Isabel Cristina Silva Vargas
Pelotas / RS

 

 

Notícias do além

 

        

          Chamei um carro pelo aplicativo, como sempre faço quando desejo sair. Para quem gosta de um papo foi a melhor coisa que inventaram nos últimos tempos, principalmente para alguém como eu, que passo a semana inteira sem conversar com alguém. Isso não é queixa, é constatação. Gosto porque encontramos pessoas de todas as idades, cada um com uma história de vida e objetivos diversos. Em comum, a necessidade de ganhar a vida enquanto não se estabelecem em algo relacionado àquilo para qual se prepararam. Biólogos, arquitetos, professores, estudantes, pessoal da área de exatas. Desta vez entrei em um carro dirigido por uma mulher, que me pegou em casa. Jovem, cabelos longos, tatuada, comunicativa. Sentei ao seu lado e começamos a conversar. Os assuntos, geralmente, versam sobre o país, a situação econômica, a crise que assola o estado, o tempo, a situação precária das vias do balneário, dificuldades do dia a dia, família, etc.  Sinceramente, não recordo nosso assunto inicial, só que eu dei uma risada e disse que eu já era velha, ao que ela retrucou  de forma veemente dizendo que isso não era verdade. Posso não aparentar, respondi, mas sou velha, sim, e informei minha idade. Simpática ela afirmou não parecer. Enfatizei que já havia vivido coisas ruins ao que ela indagou se eram perdas.
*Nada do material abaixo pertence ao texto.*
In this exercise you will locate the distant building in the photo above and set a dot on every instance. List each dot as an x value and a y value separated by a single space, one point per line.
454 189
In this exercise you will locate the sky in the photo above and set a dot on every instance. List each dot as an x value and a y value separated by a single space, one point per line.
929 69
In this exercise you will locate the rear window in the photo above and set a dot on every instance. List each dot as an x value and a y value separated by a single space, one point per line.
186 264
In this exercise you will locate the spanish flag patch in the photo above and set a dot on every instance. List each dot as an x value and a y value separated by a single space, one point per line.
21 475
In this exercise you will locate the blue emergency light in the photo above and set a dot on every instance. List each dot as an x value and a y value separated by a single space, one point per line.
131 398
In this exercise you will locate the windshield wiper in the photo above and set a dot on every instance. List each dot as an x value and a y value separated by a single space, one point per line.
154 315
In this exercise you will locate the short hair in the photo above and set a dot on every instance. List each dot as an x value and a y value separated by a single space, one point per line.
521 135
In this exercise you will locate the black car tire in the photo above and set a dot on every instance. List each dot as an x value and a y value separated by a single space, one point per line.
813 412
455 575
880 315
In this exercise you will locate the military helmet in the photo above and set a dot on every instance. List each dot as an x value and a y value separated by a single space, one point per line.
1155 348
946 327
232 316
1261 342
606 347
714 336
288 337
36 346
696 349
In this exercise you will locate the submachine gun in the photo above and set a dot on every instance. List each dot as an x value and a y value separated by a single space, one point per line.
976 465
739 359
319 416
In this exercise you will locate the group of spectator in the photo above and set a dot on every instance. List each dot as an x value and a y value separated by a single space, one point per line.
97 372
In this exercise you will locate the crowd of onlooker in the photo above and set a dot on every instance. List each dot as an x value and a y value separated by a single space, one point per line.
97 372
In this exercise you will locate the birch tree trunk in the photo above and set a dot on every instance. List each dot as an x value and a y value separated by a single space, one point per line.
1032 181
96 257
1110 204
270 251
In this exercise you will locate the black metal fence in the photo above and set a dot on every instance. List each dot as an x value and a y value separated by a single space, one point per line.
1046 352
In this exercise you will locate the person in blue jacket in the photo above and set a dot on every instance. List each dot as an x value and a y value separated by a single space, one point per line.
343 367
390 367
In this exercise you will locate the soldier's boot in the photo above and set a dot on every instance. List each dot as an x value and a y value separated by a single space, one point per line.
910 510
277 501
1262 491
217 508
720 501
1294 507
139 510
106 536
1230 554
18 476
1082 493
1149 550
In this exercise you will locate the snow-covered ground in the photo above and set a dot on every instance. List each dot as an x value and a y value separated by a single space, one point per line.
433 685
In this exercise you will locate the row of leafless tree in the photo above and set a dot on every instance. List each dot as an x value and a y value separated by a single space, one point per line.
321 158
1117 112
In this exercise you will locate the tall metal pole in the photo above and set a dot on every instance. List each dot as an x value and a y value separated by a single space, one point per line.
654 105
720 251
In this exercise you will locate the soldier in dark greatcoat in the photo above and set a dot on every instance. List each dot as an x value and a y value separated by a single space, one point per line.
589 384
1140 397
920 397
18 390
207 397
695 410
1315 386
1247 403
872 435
Respondi de forma afirmativa, salientando que já tinha tido várias perdas, inclusive a de um filho. Desejou saber mais sobre ele ao que respondi, pois não me furto de falar. É assim que o mantenho sempre vivo em mim. Ao término do relato ela me fala em religião, com quem tinha trabalhado, e me pergunta se meu filho era moreno, alto, forte, porque ela via alguém assim próximo a mim. Disse-lhe as características de meu filho e que sabia a quem ela se referia. Pelas coisas que me falou identifiquei meu irmão. Ao nos despedirmos, pediu para me abraçar, ao que respondi de forma afirmativa e um tanto sensibilizada.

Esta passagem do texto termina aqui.